GoAccess is a lightweight open-source log analyzer which supports multiple log format and can be used with any of the following.

  • Nginx
  • Apache HTTP
  • AWS ELB, S3, CloudFront
  • Google cloud storage

What metrics can you analyze with GoAccess?

Nearly everything you capture in the logs. To give you an idea:

  • Time is taken to serve the request
  • Visitor IP, DNS, host
  • Visitor’s browser & Operating System details
  • 404 not found details
  • Top requests/visitor
  • Bandwidth
  • Static files
  • Geo Location
  • Status Code
  • and more..

Looking for these metrics to be monitored of your site?

Good!

On which OS you can install?

GoAccess got only one dependency – ncurses. If you can install, you can use it any OS.

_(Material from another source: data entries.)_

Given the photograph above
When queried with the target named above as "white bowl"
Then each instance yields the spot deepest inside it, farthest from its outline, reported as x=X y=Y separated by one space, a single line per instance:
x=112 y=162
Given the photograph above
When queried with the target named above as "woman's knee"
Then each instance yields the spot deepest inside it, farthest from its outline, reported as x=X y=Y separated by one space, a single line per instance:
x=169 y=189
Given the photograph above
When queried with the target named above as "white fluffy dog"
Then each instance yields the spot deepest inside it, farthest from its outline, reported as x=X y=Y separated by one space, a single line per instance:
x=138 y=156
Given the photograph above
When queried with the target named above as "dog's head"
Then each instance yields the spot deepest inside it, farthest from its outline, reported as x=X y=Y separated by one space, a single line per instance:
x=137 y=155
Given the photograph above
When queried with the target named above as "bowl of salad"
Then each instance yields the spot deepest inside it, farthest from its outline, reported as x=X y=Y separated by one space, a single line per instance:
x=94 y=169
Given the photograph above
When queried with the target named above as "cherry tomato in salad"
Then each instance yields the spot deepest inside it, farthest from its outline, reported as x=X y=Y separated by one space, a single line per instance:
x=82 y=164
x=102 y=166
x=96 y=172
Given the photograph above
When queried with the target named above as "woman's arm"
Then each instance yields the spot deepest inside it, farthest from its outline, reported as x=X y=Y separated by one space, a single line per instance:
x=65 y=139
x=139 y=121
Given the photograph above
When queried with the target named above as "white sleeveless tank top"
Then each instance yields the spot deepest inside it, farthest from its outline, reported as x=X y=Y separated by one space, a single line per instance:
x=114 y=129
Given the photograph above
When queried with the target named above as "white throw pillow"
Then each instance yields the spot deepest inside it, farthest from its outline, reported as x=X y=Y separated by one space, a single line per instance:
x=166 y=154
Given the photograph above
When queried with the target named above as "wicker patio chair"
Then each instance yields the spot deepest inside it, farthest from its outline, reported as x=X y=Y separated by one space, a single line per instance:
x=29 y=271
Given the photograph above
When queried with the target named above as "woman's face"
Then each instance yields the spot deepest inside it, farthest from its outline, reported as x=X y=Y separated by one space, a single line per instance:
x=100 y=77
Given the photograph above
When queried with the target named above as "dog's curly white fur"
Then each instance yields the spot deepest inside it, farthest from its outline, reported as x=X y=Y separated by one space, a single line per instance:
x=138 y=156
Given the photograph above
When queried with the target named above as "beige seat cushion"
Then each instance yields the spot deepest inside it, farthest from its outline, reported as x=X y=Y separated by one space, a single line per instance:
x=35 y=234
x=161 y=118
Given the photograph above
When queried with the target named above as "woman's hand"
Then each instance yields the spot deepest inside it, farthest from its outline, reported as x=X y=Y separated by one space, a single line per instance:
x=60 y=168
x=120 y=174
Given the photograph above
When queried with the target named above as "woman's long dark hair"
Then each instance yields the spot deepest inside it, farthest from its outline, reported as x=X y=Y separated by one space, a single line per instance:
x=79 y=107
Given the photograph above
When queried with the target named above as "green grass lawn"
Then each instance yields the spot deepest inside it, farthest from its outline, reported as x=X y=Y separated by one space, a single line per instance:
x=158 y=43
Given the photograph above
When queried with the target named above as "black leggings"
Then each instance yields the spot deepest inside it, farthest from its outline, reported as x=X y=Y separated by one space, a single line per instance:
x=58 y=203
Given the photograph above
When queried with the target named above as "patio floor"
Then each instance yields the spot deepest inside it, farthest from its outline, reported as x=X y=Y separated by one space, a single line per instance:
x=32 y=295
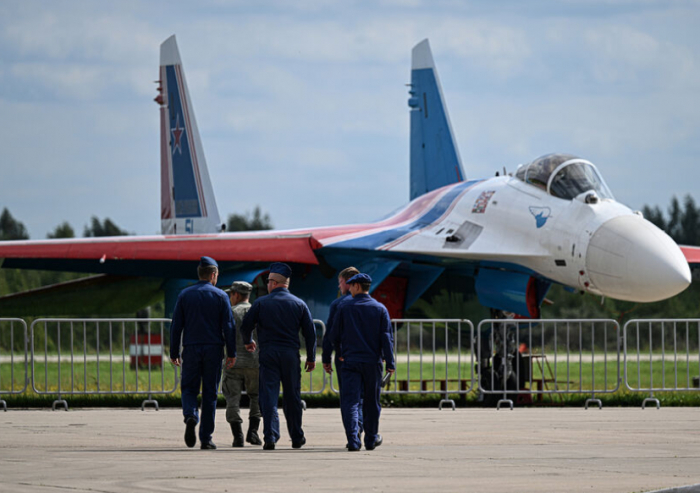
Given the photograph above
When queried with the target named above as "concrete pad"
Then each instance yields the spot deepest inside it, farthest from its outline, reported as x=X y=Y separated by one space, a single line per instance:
x=425 y=450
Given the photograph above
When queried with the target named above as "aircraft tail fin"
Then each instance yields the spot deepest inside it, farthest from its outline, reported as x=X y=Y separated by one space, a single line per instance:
x=435 y=160
x=188 y=205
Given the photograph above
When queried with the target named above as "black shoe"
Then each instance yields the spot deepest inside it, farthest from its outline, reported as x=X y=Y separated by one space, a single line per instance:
x=252 y=436
x=237 y=432
x=376 y=444
x=190 y=436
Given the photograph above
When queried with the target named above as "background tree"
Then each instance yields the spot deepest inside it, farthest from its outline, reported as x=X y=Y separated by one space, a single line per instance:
x=249 y=222
x=63 y=230
x=10 y=228
x=106 y=228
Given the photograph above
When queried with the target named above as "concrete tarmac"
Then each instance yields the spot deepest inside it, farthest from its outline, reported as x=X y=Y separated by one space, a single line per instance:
x=425 y=450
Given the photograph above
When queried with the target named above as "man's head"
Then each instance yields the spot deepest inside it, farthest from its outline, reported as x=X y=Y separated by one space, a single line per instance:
x=208 y=270
x=279 y=276
x=359 y=284
x=344 y=275
x=239 y=292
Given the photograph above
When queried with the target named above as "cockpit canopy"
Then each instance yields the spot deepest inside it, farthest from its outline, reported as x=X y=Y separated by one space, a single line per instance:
x=564 y=176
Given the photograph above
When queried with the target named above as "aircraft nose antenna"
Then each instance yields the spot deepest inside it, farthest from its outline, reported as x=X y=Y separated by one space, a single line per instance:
x=631 y=259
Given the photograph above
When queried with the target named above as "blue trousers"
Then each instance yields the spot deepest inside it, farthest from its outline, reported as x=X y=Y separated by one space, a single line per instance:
x=360 y=390
x=339 y=372
x=280 y=366
x=201 y=367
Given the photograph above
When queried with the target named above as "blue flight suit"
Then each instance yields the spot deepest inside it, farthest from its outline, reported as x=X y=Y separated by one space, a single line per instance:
x=362 y=333
x=203 y=318
x=278 y=317
x=328 y=346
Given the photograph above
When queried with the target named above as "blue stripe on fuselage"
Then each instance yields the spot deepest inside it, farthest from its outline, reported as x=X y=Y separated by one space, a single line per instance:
x=376 y=240
x=187 y=202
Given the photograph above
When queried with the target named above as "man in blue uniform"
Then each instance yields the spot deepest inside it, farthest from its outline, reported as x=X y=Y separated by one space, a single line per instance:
x=202 y=319
x=278 y=317
x=345 y=295
x=362 y=333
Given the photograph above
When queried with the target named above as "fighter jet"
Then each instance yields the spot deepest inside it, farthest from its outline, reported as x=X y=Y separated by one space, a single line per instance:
x=552 y=221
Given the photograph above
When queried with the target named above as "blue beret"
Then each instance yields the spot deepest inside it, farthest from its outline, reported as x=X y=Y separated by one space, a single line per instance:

It’s available in distribution package for:

  • Ubuntu
  • Debian
  • Fedora
  • CentOS
  • FreeBSD/OpenBSD
  • Slackware
  • Arch Linux
  • Gentoo
  • MacOS
  • Windows through Cygwin

However, you can also build from the source or use with Docker.

If you are new to Docker, I would recommend taking this Docker Mastery course.

Installing GoAccess on Ubuntu

  • Login to Ubuntu server with the root privilege
  • Use apt-get to install as below
apt-get install goaccess

Easy.

Installing on CentOS

Log in to the server and execute yumcommand

yum install goaccess

Installing using Source on CentOS/Ubuntu

Love compiling from source?

Here are the steps.

  • Install the following dependencies if using CentOS
yum install gcc ncurses-devel glib2-devel geoip-devel tokyocabinet-devel
  • If using Ubuntu
apt-get install libncursesw5-dev libgeoip-dev make
  • Download the latest package using wget
wget http://tar.goaccess.io/goaccess-1.2.tar.gz
  • Extract the downloaded file
gunzip –c goaccess-1.2.tar.gz | tar xvf –
  • Go to newly created folder, which you got after extract
cd goaccess-1.2
  • Compile with the below command
./configure --enable-geoip=legacy --enable-utf8
make
make install

Well done, you have installed GoAccess and all set to analyze the logs.

 

Verify Installation

Once installed, just execute goaccess on the command prompt and it should print the usage like below.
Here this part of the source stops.